Le repas sera conclus par une infusion, présentée dans un élégant service très épuré. Moment idéal pour discuter avec Akiko, très loquace et excellemment agréable. En effet, ce qui fait la force d’Aronia de Takazawa, au-delà de plats rivalisant d’esthétisme, souvent très bien calibrés et basés sur des ingrédients excellents, c’est son ambiance. Le fait de n’avoir que deux tables pourrait rendre l’expérience intimidante. Il n’en est toutefois rien, et ce surtout grâce à la gentillesse et à la bonne humeur d’Akiko. On se sent donc là parfaitement comme à la table de bons amis, heureux de nous accueillir et de nous faire vivre un moment agréable. A ce point de vue, c’est un vrai tour de force.

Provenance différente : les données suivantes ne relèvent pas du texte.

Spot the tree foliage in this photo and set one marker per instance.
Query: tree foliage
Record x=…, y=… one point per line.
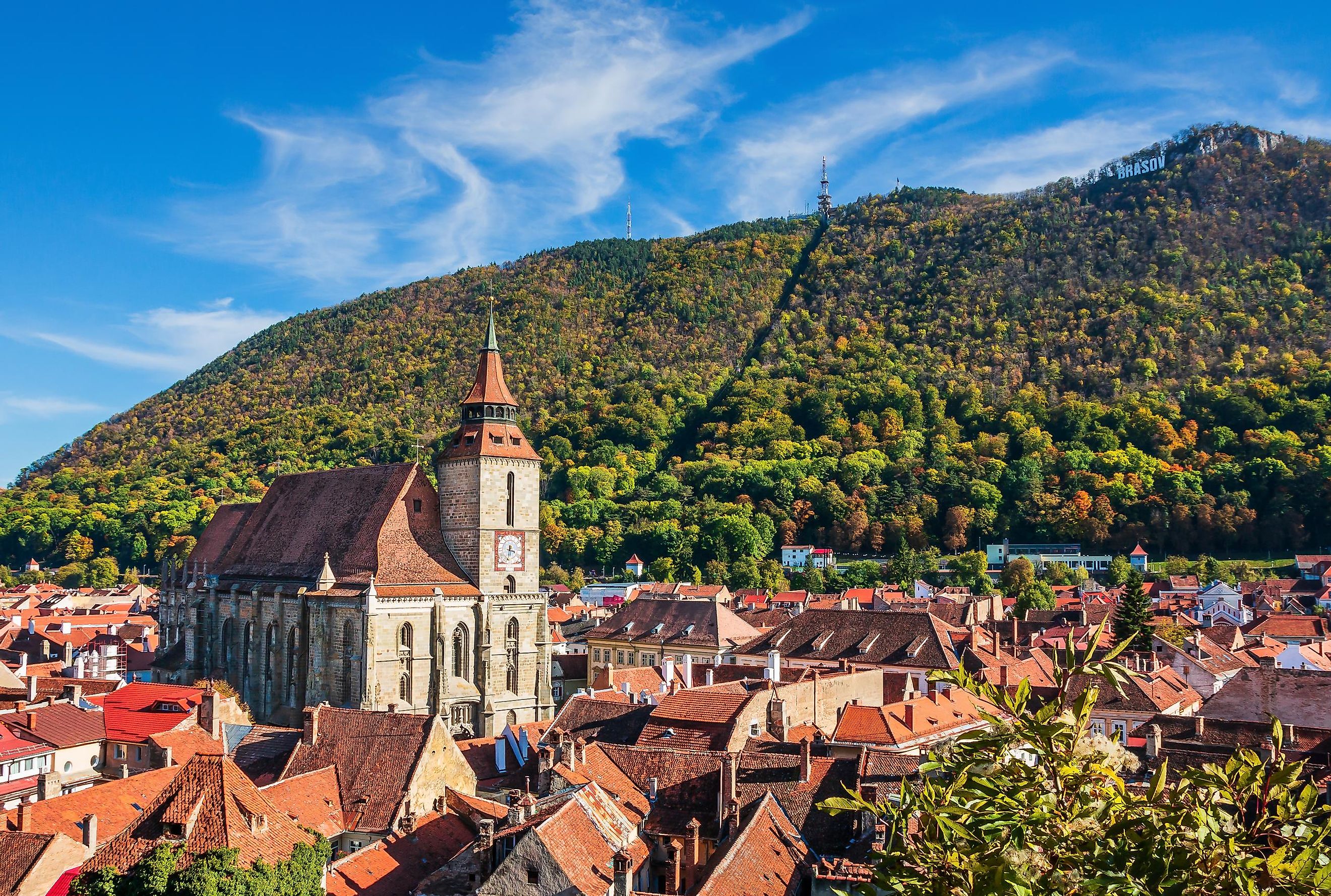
x=1041, y=805
x=163, y=872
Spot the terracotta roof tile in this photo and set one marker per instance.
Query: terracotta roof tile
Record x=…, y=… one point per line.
x=675, y=622
x=116, y=803
x=766, y=857
x=904, y=638
x=396, y=864
x=602, y=721
x=18, y=854
x=311, y=801
x=139, y=710
x=60, y=725
x=216, y=806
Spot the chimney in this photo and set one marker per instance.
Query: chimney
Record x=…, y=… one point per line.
x=308, y=735
x=622, y=864
x=90, y=835
x=674, y=882
x=1155, y=738
x=211, y=721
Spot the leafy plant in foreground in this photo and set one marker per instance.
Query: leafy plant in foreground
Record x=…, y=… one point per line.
x=1040, y=805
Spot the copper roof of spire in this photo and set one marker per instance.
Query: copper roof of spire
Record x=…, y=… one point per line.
x=489, y=387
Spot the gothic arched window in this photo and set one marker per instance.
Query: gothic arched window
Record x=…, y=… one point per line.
x=348, y=670
x=228, y=650
x=271, y=644
x=512, y=649
x=292, y=669
x=461, y=653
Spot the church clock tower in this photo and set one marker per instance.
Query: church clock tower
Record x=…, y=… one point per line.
x=490, y=486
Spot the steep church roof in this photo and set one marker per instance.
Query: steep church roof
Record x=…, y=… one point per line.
x=367, y=520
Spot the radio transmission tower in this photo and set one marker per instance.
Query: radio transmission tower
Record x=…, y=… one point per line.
x=824, y=196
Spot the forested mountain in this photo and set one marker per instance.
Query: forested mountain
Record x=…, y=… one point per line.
x=1109, y=361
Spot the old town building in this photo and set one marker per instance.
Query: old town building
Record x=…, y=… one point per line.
x=367, y=588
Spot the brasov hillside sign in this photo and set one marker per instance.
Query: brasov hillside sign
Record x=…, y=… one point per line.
x=1140, y=167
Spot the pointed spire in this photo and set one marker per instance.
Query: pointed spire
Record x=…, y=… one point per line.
x=327, y=580
x=492, y=341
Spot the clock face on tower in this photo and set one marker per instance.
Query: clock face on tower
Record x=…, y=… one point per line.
x=510, y=552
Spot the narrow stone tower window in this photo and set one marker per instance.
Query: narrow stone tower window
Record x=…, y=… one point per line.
x=512, y=645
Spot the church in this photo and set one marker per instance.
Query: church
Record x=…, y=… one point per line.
x=369, y=588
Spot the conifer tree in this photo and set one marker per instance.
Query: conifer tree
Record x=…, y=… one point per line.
x=1132, y=622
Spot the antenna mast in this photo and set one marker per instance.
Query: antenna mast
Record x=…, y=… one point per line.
x=824, y=196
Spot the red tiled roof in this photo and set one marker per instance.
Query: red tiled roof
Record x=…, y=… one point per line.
x=60, y=725
x=901, y=723
x=134, y=713
x=188, y=742
x=764, y=858
x=18, y=855
x=219, y=807
x=394, y=866
x=492, y=438
x=311, y=801
x=1288, y=625
x=116, y=803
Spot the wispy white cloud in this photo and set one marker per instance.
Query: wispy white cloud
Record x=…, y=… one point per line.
x=44, y=407
x=775, y=155
x=1045, y=155
x=168, y=339
x=461, y=163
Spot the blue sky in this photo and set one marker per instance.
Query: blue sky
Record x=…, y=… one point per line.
x=175, y=177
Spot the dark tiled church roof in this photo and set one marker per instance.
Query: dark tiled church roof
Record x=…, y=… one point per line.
x=375, y=754
x=364, y=519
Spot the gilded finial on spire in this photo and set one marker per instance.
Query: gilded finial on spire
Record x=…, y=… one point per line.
x=327, y=580
x=492, y=341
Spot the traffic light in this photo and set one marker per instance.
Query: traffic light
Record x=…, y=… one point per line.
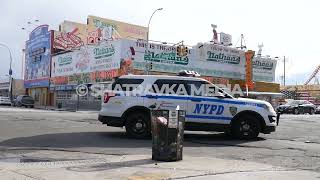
x=185, y=51
x=179, y=50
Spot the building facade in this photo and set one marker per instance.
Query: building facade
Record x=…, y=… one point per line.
x=97, y=52
x=37, y=65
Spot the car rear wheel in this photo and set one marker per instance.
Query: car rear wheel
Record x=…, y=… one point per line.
x=138, y=125
x=19, y=104
x=301, y=110
x=246, y=127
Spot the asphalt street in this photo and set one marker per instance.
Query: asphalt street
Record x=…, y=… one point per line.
x=295, y=144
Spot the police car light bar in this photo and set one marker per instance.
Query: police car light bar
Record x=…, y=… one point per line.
x=188, y=73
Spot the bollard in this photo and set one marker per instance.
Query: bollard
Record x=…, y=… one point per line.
x=167, y=134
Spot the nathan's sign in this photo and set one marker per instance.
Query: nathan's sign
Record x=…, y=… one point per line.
x=258, y=64
x=62, y=61
x=264, y=69
x=223, y=58
x=87, y=59
x=166, y=57
x=103, y=52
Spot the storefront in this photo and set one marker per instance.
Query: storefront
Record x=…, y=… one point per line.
x=37, y=65
x=4, y=88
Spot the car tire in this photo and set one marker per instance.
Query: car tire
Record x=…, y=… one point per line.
x=19, y=104
x=311, y=112
x=301, y=110
x=246, y=127
x=138, y=125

Dernière particularité du restaurant, les vins. Ceux proposés sont en effet principalement issus de la production locales. Oui, il existe bien des vins japonais, et ceux qui nous furent proposés furent dans l’ensemble très bons, en tout cas plus à mon goût que beaucoup des productions du “Nouveau Monde”.
Le seul point noir du restaurant concerne l’addition. Le prix des menus s’échelonne de 16 000 JPY (7 plats) à 24 000 JPY (11 plats). C’est ce dernier que nous avions choisi, ce qui représentait environ 190 EUR lors de notre voyage. Bref, on n’est pas loin du prix d’un repas dans un restaurant 3* parisien, surtout lorsque l’on ajoute le prix des boissons. Pour ce prix là, on a droit à un repas basé sur des ingrédients le plus souvent impeccables, voire exceptionnels pour certains, bien apprêtés, et mis en scène de manière spectaculaire. La cuisine est en comparaison, plutôt simple, mais tout en minutie. On n’est toutefois pas au niveau des tous meilleurs restaurants, les préparations manquant peut-être de cet élan, de ce génie faisant les grands plats.

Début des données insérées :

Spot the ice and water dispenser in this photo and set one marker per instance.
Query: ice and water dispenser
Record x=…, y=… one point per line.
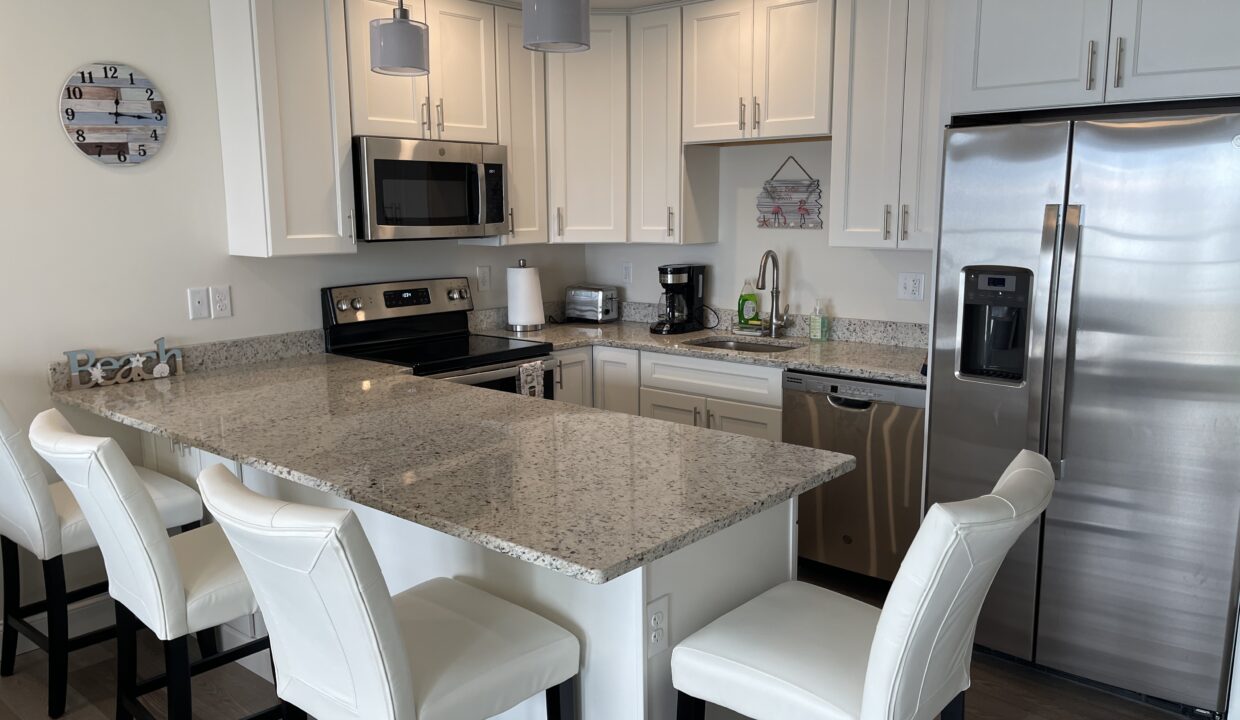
x=995, y=324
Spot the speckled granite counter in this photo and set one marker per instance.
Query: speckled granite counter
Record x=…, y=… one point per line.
x=584, y=492
x=856, y=360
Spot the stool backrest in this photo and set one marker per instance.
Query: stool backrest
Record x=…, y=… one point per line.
x=335, y=640
x=143, y=574
x=924, y=642
x=27, y=514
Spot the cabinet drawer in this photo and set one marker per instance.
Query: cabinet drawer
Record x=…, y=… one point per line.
x=740, y=382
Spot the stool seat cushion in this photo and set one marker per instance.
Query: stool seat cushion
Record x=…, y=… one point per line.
x=474, y=654
x=796, y=651
x=177, y=506
x=216, y=589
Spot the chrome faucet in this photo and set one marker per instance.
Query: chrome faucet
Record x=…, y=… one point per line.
x=778, y=319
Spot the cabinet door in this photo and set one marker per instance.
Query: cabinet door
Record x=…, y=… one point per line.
x=386, y=105
x=925, y=120
x=588, y=136
x=792, y=46
x=1028, y=55
x=868, y=124
x=673, y=407
x=718, y=70
x=1168, y=48
x=616, y=377
x=743, y=419
x=522, y=82
x=463, y=71
x=575, y=377
x=655, y=125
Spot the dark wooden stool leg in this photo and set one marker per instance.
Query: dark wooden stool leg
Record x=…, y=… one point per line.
x=955, y=710
x=562, y=700
x=127, y=661
x=11, y=602
x=176, y=667
x=690, y=708
x=57, y=636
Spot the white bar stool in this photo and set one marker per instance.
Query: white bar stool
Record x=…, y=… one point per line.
x=799, y=651
x=46, y=521
x=346, y=649
x=175, y=586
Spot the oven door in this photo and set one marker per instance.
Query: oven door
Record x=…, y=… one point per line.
x=506, y=377
x=413, y=190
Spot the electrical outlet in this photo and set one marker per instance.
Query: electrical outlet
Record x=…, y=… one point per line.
x=657, y=626
x=200, y=304
x=913, y=286
x=221, y=301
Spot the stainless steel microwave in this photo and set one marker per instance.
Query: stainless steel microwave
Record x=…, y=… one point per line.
x=420, y=190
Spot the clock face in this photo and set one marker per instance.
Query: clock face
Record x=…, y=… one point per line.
x=113, y=114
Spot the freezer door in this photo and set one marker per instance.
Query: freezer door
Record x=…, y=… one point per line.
x=1140, y=542
x=1002, y=193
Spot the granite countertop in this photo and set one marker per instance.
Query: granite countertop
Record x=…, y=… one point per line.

En revanche, l’ambiance, le service, sont proprement exceptionnels. On y passe donc un moment inoubliable. Après une journée maussade, la seule durant laquelle il plu vraiment, et qui marquait la toute dernière semaine du voyage, nous étions arrivés d’humeur plutôt tristoune. En sortant du restaurant accompagnés de toute l’équipe, nous tenant un parapluie pour éviter que nous ne prenions l’eau jusqu’au taxi, nous avions retrouvé le sourire et la bonne humeur. Rien que pour cela, Aronia de Takazawa mérite une vive recommandation.